Without Michy Batshuayi's goals, Borussia Dortmund would be eight points worse off and in danger of failing to qualify for the Champions League. DW's Matt Ford says coach Peter Stöger is lucky to have him.
Last week's humiliating Europa League exit against Red Bull Salzburg was the most significant piece of evidence yet that Borussia Dortmund is a bridge too far for Peter Stöger.
But they could have been out even earlier were it not for Michy Batshuayi's two first-leg goals against Atalanta in the previous round.
In the Bundesliga, the Belgian's goals have been even more vital. Without them, Borussia Dortmund would be eight points worse off and four points outside of the Champions League places – the absolute minimum target as stated by the club.
His two debut goals helped Dortmund to a 3-2 win away at Stöger's old club, Cologne, in February while his late heroics spared BVB's blushes against Frankfurt last week.
Against Hannover, one moment of brilliance from the Belgian was all it took to maintain Stöger's unbeaten Bundesliga record – and keep him in a job.
While their German Cup defeat to Bayern in Stöger's second game was understandable, going out of the Europa League with a meek goalless draw against the Austrian champions was less forgivable.

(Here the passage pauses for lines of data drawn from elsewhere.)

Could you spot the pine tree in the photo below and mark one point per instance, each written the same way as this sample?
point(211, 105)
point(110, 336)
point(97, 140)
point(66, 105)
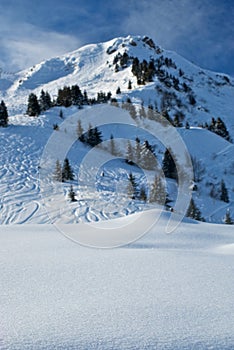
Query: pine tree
point(169, 166)
point(223, 192)
point(33, 108)
point(3, 114)
point(228, 220)
point(97, 136)
point(67, 172)
point(45, 101)
point(148, 159)
point(221, 130)
point(132, 187)
point(72, 194)
point(158, 192)
point(194, 212)
point(61, 114)
point(143, 194)
point(79, 129)
point(129, 155)
point(58, 171)
point(137, 151)
point(118, 91)
point(113, 149)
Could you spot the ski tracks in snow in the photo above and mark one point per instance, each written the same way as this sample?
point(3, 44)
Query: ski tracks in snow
point(18, 179)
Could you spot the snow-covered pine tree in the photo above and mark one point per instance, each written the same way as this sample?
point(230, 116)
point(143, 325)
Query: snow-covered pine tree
point(228, 220)
point(3, 114)
point(129, 154)
point(45, 101)
point(223, 192)
point(148, 159)
point(33, 108)
point(79, 129)
point(168, 165)
point(58, 171)
point(137, 151)
point(67, 172)
point(132, 187)
point(71, 194)
point(113, 149)
point(143, 194)
point(194, 212)
point(158, 193)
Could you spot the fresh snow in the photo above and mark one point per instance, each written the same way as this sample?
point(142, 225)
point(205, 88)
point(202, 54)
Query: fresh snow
point(160, 292)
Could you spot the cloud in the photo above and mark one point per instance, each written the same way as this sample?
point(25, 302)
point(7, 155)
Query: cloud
point(30, 45)
point(201, 30)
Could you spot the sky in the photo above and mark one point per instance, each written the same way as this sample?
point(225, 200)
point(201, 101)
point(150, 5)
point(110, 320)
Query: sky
point(200, 30)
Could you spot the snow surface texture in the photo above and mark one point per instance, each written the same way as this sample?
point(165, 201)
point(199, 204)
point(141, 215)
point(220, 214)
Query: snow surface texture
point(161, 292)
point(171, 292)
point(92, 68)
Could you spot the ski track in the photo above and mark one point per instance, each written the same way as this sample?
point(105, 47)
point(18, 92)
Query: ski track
point(18, 179)
point(21, 202)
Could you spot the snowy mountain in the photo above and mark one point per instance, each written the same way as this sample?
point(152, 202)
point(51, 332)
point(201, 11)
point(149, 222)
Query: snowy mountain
point(186, 92)
point(156, 291)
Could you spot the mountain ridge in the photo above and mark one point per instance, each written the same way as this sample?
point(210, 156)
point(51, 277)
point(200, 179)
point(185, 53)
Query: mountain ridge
point(92, 68)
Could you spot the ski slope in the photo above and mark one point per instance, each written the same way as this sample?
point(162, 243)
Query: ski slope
point(160, 292)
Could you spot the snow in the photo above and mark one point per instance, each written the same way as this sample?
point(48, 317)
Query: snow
point(160, 292)
point(156, 290)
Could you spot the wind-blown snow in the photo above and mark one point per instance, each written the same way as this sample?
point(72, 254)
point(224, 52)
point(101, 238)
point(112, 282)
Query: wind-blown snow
point(161, 292)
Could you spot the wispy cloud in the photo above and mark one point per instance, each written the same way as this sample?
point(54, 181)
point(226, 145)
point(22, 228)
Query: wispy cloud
point(29, 45)
point(201, 30)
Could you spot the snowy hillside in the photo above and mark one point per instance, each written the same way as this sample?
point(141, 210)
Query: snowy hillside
point(93, 68)
point(162, 292)
point(188, 94)
point(155, 291)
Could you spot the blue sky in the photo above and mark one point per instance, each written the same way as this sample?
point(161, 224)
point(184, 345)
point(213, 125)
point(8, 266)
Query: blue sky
point(200, 30)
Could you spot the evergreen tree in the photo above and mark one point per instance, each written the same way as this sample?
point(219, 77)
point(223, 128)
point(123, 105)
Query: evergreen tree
point(67, 172)
point(3, 114)
point(58, 171)
point(33, 108)
point(228, 220)
point(194, 212)
point(137, 151)
point(71, 194)
point(168, 165)
point(118, 91)
point(61, 114)
point(132, 187)
point(129, 155)
point(45, 101)
point(158, 192)
point(113, 149)
point(79, 129)
point(221, 130)
point(148, 159)
point(143, 194)
point(223, 192)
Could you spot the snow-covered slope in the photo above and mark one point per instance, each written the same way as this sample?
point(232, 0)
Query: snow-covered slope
point(162, 292)
point(92, 68)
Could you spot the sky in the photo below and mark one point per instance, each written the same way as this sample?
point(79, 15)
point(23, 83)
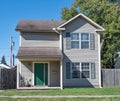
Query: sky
point(12, 11)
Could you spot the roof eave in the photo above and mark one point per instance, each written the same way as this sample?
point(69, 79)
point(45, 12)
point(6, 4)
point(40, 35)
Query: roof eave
point(21, 30)
point(85, 17)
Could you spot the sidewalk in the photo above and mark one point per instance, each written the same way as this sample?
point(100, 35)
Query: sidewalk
point(63, 96)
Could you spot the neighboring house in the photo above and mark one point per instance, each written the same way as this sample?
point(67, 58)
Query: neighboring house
point(59, 53)
point(2, 66)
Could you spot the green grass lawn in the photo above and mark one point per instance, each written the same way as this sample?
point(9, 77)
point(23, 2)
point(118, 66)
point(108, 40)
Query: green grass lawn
point(67, 91)
point(62, 99)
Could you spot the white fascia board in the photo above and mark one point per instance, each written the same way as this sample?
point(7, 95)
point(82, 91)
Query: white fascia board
point(85, 17)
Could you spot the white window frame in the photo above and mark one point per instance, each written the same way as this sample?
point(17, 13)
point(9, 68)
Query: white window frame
point(86, 70)
point(73, 70)
point(85, 41)
point(80, 41)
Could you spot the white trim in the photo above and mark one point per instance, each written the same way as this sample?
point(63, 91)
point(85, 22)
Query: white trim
point(20, 40)
point(61, 75)
point(86, 18)
point(60, 40)
point(18, 78)
point(99, 61)
point(48, 72)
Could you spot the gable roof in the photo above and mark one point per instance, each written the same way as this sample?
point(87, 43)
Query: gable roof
point(38, 25)
point(39, 52)
point(100, 28)
point(49, 25)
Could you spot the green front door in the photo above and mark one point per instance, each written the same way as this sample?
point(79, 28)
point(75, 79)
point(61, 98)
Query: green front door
point(41, 74)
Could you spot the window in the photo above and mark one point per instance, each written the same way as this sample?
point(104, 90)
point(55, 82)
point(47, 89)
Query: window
point(85, 70)
point(84, 40)
point(67, 70)
point(75, 70)
point(74, 40)
point(80, 70)
point(80, 40)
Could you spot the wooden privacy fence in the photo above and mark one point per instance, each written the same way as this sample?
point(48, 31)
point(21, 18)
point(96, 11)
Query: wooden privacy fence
point(110, 78)
point(8, 78)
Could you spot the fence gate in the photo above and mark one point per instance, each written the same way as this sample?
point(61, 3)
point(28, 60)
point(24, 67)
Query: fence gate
point(110, 78)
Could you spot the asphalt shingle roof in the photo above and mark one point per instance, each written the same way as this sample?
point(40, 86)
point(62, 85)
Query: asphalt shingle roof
point(38, 25)
point(39, 52)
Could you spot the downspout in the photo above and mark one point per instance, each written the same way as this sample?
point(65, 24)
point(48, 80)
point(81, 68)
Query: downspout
point(59, 31)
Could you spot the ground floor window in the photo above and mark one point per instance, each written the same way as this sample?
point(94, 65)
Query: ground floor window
point(80, 70)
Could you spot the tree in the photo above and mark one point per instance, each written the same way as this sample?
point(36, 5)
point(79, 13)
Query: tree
point(3, 61)
point(107, 14)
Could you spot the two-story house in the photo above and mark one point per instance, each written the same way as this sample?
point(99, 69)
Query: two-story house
point(59, 53)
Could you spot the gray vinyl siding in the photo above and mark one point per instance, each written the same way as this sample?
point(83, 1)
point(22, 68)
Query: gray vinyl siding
point(55, 73)
point(26, 73)
point(80, 25)
point(40, 39)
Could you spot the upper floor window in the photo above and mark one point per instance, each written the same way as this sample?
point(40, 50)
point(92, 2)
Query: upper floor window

The Europa League was an eminently winnable competition for a team of Dortmund's quality – and remains the only major honor the storied club hasn't won.

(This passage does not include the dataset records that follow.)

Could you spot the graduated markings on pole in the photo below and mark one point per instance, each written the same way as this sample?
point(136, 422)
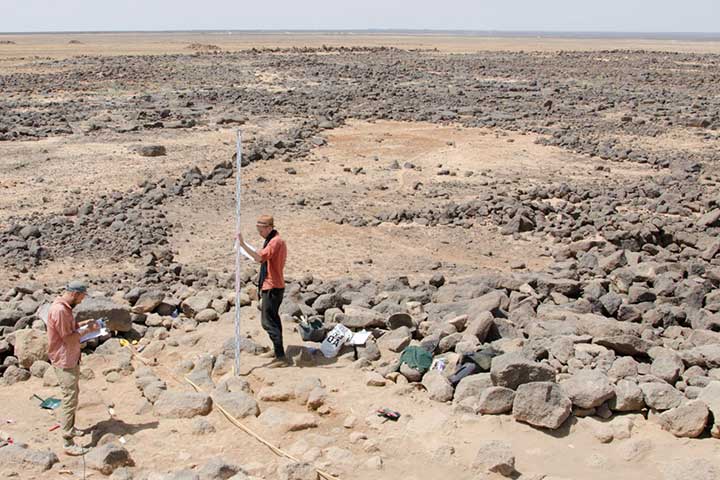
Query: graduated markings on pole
point(238, 159)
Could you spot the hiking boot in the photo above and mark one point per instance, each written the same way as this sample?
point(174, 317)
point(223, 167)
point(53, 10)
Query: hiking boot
point(75, 450)
point(279, 362)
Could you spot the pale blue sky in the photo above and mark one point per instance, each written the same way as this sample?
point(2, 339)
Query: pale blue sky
point(536, 15)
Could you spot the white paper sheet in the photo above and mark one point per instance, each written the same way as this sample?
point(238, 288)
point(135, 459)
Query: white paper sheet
point(242, 250)
point(94, 334)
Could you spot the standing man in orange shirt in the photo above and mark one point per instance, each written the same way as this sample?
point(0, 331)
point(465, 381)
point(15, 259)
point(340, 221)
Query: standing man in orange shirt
point(271, 281)
point(64, 354)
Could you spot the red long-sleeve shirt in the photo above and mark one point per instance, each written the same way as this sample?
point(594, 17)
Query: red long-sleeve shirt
point(63, 339)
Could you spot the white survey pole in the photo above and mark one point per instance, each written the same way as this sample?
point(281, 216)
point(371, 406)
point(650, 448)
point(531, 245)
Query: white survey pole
point(238, 162)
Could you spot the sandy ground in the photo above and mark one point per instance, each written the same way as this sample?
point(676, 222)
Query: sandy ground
point(58, 46)
point(416, 447)
point(318, 245)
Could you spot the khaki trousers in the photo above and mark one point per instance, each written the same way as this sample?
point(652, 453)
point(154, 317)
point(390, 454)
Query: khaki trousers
point(68, 379)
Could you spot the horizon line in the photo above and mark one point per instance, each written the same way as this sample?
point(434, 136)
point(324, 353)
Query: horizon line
point(489, 32)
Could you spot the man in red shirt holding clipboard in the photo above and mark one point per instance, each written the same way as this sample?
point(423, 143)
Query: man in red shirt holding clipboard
point(64, 354)
point(271, 281)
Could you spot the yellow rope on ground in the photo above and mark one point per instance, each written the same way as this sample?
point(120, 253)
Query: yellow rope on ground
point(277, 451)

Were they at risk of failing to qualify for the Champions League too, it's difficult to see how Stöger could have retained the support of the Dortmund hierarchy, even at such an early stage.
Batshuayi - in a class of his own
Ironically, the player the Austrian has to thank is a player who doesn't belong to the club.
"It simply wasn't possible to get an option to buy, not for the life of us," said CEO Hans-Joachim Watzke when finalizing Batshuayi's loan deal from Chelsea. "When [Chelsea's Russian owner] Roman Abramovich says no, it means no."
The finances aren't the issue; Dortmund were ranked 12th in the 2018 Deloitte Football Money League with a total revenue of €332.6m ($409m). They have made a net profit of over €130m ($160m) this season alone - thanks in part to the sale of players of Batshuayi's caliber. They are the kind of players BVB just can't keep.
Marco Reus said he hoped his decision to sign a new contract until 2023 would send "a signal" to his teammates that they can "build something sustainable" in Dortmund. Much of that will depend upon Stöger's long-term successor.
For the time being, Stöger is fortunate to have a player of Batshuayi's quality keeping him in a job.